4
votes

I'm using @KafkaListener and ConcurrentKafkaListenerContainerFactory to listen to 3 kafka topics and each topic has 10 partitions. I have few questions on how this works.

    ConcurrentKafkaListenerContainerFactory<String, String> kafkaListenerContainerFactory(
            ConsumerFactory<String, String> consumerFactory) {
        ConcurrentKafkaListenerContainerFactory<String, String> factory =
                new ConcurrentKafkaListenerContainerFactory<>();
        factory.setConsumerFactory(consumerFactory);
        factory.setConcurrency(30);
        factory.getContainerProperties().setSyncCommits(true);
        return factory;
    }
    @KafkaListener(topics = "topic1", containerFactory="kafkaListenerContainerFactory")
    public void handleMessage(final ConsumerRecord<Object, String> arg0) throws Exception {
    }
    @KafkaListener(topics = "topic2", containerFactory="kafkaListenerContainerFactory")
    public void handleMessage(final ConsumerRecord<Object, String> arg0) throws Exception {
    }
    @KafkaListener(topics = "topic3", containerFactory="kafkaListenerContainerFactory")
    public void handleMessage(final ConsumerRecord<Object, String> arg0) throws Exception {
    }

my listener.ackmode is return and enable.auto.commit is set to false and partition.assignment.strategy: org.apache.kafka.clients.consumer.RoundRobinAssignor

1) my understanding about concurrency is, since i set my concurrency (at factory level) to 30, and i have a total of 30 partitions (for all three topic together) to read from, each thread will be assigned one partition. Is my understanding correct? how does it impact if i override concurrency again inside @KafkaListener annotation?

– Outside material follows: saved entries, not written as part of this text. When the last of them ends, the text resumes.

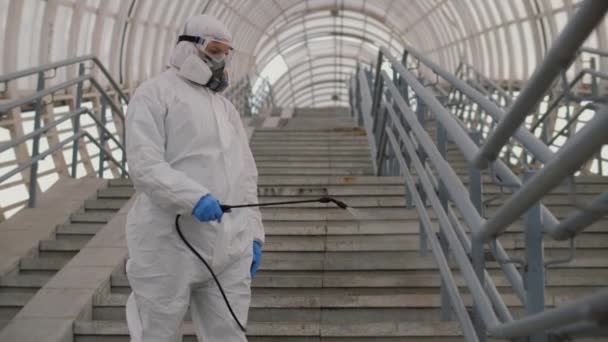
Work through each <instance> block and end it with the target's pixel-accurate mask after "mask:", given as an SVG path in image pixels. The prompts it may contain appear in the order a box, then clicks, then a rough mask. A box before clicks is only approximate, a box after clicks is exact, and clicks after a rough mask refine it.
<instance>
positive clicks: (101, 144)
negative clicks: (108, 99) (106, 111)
mask: <svg viewBox="0 0 608 342" xmlns="http://www.w3.org/2000/svg"><path fill="white" fill-rule="evenodd" d="M106 110H107V107H106V100H105V99H104V98H103V97H102V98H101V115H100V121H101V125H102V127H106ZM107 138H108V137H106V132H105V131H104V130H103V129H100V130H99V144H100V145H101V146H105V143H106V141H107ZM105 157H106V153H105V151H104V150H103V149H100V150H99V172H98V175H99V178H103V171H104V170H103V168H104V163H105Z"/></svg>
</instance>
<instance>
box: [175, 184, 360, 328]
mask: <svg viewBox="0 0 608 342" xmlns="http://www.w3.org/2000/svg"><path fill="white" fill-rule="evenodd" d="M330 202H331V203H334V204H335V205H337V206H338V207H340V208H342V209H347V208H348V206H347V205H346V203H344V202H342V201H338V200H337V199H335V198H331V197H327V196H324V197H321V198H316V199H311V200H300V201H283V202H267V203H253V204H238V205H228V204H220V208H221V209H222V211H223V212H225V213H229V212H231V211H232V209H237V208H247V207H269V206H275V205H285V204H298V203H330ZM180 216H181V215H177V216H176V217H175V228H176V229H177V234H178V235H179V237H180V238H181V239H182V241H184V243H185V244H186V246H187V247H188V248H189V249H190V250H191V251H192V253H194V255H196V257H197V258H199V260H200V261H201V262H202V263H203V264H204V265H205V267H206V268H207V270H209V273H211V276H212V277H213V280H214V281H215V283H216V284H217V287H218V288H219V290H220V293H221V295H222V298H224V302H225V303H226V306H227V307H228V310H229V311H230V314H231V315H232V318H234V320H235V322H236V324H238V326H239V328H241V330H242V331H243V332H246V331H247V330H246V329H245V326H244V325H243V324H242V323H241V321H240V320H239V319H238V318H237V317H236V314H235V313H234V310H232V306H231V305H230V302H229V301H228V297H227V296H226V293H225V292H224V289H223V288H222V284H221V283H220V281H219V280H218V278H217V276H216V275H215V272H213V269H212V268H211V266H209V264H208V263H207V261H206V260H205V258H203V256H202V255H200V254H199V253H198V252H197V250H196V249H195V248H194V247H193V246H192V245H191V244H190V242H188V240H187V239H186V237H185V236H184V234H183V233H182V230H181V228H180V226H179V218H180Z"/></svg>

2) When spring call the poll() method, does it poll from all three topics?

3) since i set listener.ackmode is set to return, will it wait until all of the records that were returned in a single poll() to completed before issuing a next poll()? Also what happens if my records are taking longer than max.poll.interval.ms to process? Lets say 1-100 offsets are returned in a single poll() call and my code is only able to process 50 before max.poll.interval.ms is hit, will spring issue another poll at this time because it already hit max.poll.interval.ms? if so will the next poll() return records from offset 51?

really appreciate for your time and help

1

1 Answers

4
votes

my listener.ackmode is return

There is no such ackmode; since you don't set it on the factory, your actual ack mode is BATCH (the default). To use ack mode record (if that's what you mean), you must so configure the factory container properties.

my understanding about concurrency is ...

Your understanding is incorrect; concurrency can not be greater than the number of partitions in the topic with the most partitions (if a listener listens to multiple topics). Since you only have 10 partitions in each topic, your actual concurrency is 10.

Overriding the concurrency on a listener simply overrides the factory setting; you always need at least as many partitions as concurrency.

When spring call the poll() method, does it poll from all three topics?

Not with that configuration; you have 3 concurrent containers, each with 30 consumers listening to one topic. You have 90 consumers.

If you have a single listener for all 3 topics, the poll will return records from all 3; but you still may have 20 idle consumers, depending on how the partition assignor allocates the partitions - see the logs "partitions assigned" for exactly how the partitions are allocated. The round robin assignor should distribute them ok.

will spring issue another poll at this time

Spring has no control - if you are taking too long, the Consumer thread is in the listener - the Consumer is not thread-safe so we can't issue an asynchronous poll.

You must process max.poll.records within max.poll.interval.ms to avoid Kafka from rebalancing the partitions.

The ack mode makes no difference; it's all about processing the results of the poll in a timely fashion.